1

I need to catch the following tags + content in html source of the page:

<li class="someClass someClass2">
    ... some html code ...
</li>

I'm not very good at regular expressions, so I'll also appreciate comments containing links to a good tutorial. I've been checking http://www.regular-expressions.info/ out, but I'm not very happy with explanations there.

What I found on the above site was smt like this:

<li\b[^>]*>(.*?)</li>

This matches all the <li> tags, which is not what I want. I tried messing around with it, and tested this one

<li class="someClass someClass[1-9]{1,1}[0-9]*">(.*?)</li>

Unfortunately, this one doesn't do the job as well.
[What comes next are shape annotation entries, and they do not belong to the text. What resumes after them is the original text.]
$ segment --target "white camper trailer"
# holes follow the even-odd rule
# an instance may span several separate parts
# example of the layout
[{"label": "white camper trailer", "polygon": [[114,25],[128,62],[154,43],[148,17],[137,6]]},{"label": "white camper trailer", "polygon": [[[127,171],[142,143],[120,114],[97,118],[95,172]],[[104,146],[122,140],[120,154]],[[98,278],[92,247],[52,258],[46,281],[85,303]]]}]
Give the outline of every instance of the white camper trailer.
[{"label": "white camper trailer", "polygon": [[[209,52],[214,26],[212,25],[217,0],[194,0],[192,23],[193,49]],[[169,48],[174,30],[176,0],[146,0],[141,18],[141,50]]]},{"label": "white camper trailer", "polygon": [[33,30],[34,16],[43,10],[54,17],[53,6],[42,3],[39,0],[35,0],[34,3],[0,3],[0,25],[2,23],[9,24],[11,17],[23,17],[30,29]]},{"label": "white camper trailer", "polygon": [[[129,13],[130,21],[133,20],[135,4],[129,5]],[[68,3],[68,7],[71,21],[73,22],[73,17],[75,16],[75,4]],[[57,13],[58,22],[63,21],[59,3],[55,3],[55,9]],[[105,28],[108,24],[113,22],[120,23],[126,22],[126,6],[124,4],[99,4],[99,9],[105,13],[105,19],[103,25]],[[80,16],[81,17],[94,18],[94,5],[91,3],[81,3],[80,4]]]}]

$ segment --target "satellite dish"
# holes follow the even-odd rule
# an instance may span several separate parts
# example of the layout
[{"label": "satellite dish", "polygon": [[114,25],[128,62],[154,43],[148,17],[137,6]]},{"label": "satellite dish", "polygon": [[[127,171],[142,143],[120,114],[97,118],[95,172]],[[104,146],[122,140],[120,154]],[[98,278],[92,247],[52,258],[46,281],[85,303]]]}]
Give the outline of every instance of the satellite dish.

The second class name is in format someClassX, where X is from {1, 2, ... } (well, obviously, it's not a set of natural numbers :) )

All I get from this regexp is "no matches". I'm using Ubuntu, Kodos tool.

What's even more depressing is the fact that this regexp:

<li class="someClass someClass[1-9]{1,1}[0-9]*">

actually catches the opening <li> tags, but nothing more, just as if it gets "distracted" by new line character.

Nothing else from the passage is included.